I am trying to do my part by being open, honest, and direct. I am trying to do my part in furthering necessary conversations. I am trying to do my part in letting others know it’s OK to talk about mental health – no, it’s NECESSARY to talk about mental health in the workplace, and in general. Someone’s life literally depends on it. Isn’t that cause enough to be brave, strong, and unrepentant in having those conversations?
There is no other answer than “yes.” And if you are reading this and cannot relate, please find someone to talk to about their mental health experiences. The only way to understand is to seek understanding. If your brother suffers from cancer, do you tell them to “suck it up! Just be happy!” If someone suffered from a heart attack, do you show contempt for them by saying “what a wuss. Pull yourself together.” If not, why would you say that to someone who’s brain isn’t giving them the opportunity to live as well as they deserve? Be kind. Be empathetic. Be overly so.

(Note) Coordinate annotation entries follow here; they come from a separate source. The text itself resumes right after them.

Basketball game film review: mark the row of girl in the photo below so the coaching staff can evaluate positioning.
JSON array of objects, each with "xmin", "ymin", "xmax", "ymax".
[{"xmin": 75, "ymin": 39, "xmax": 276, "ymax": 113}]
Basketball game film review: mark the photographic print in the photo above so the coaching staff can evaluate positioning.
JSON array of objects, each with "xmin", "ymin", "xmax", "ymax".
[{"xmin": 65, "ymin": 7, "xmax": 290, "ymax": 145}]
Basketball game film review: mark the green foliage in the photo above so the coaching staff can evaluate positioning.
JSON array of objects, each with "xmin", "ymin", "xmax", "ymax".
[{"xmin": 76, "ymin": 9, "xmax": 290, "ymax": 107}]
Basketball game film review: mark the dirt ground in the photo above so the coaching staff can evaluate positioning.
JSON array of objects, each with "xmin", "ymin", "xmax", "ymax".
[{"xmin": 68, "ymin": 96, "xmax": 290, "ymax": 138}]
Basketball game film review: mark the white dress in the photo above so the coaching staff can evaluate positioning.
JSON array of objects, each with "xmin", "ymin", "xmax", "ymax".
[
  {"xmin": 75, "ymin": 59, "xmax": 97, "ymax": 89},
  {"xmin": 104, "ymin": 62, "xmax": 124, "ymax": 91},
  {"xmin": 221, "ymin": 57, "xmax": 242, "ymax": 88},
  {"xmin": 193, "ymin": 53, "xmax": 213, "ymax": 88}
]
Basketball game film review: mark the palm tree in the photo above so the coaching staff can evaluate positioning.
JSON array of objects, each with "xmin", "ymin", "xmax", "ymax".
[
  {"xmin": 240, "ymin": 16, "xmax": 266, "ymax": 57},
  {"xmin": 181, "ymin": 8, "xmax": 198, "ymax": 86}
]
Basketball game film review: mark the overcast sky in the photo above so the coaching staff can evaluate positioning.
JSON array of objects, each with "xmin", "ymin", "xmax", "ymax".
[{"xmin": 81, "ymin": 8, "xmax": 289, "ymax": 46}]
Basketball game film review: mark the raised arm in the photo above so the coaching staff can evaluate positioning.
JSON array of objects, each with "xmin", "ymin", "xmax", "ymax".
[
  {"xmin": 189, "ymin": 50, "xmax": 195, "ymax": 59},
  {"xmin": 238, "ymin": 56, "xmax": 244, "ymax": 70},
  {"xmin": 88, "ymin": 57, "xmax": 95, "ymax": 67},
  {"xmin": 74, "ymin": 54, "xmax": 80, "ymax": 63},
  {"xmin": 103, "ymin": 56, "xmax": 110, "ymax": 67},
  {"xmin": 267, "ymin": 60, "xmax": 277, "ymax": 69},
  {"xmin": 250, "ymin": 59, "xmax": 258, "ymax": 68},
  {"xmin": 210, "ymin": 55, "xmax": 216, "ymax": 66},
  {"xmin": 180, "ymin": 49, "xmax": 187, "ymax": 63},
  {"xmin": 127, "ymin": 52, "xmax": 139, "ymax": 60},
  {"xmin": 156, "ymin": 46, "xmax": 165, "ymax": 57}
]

I encourage you and challenge you to lead a conversation.
I still listen to Killswitch Engage. And thankfully, they’ve even made amends with Howard Jones. Jesse Leach and Howard have never had a beef, and the band to their credit invited Howard to join them on tours, as well as a guest spot on their new upcoming album! I’m stoked!
For their kindness, tenacity, and edge, KSE are one of my favorite bands ever. Not just because they make great music to my ears, but because their musical themes matter beyond superficial things. Since Jesse Leach rejoined the band, he’s been unabashedly open about his mental health struggles. He says talking about mental health should be as common as discussing a sprained ankle.
And for his part, he’s lived those words by penning amazing lyrics that let others know they are not alone.
And with their newest song “I Am Broken Too,” KSE continue to do their part demonstrating the power of conversation by pledging profits from the song to Hope for the Day, a nonprofit dedicated to suicide prevention through proactive outreach and mental health education.
As Jesse so eloquently states his motivation for writing the songs he does:
“When I was younger, I didn’t have a language for it, and I didn’t have people around me talking about it or bringing it to light by saying words like depression or anxiety or bipolar,” Leach says. “It was not talked about.
“I’ve lost people to suicide, and you didn’t see it coming because they weren’t talking about it. [It’s] something as simple as telling someone you’re not doing OK and having a discussion about it. As simple as that sounds, it’s a game-changer.”
I challenge everyone, HR practitioners and those who don’t understand mental health issues especially, in being a game-changer for someone in need. A life may seriously depend on it. Remember, there is always more beyond the veil.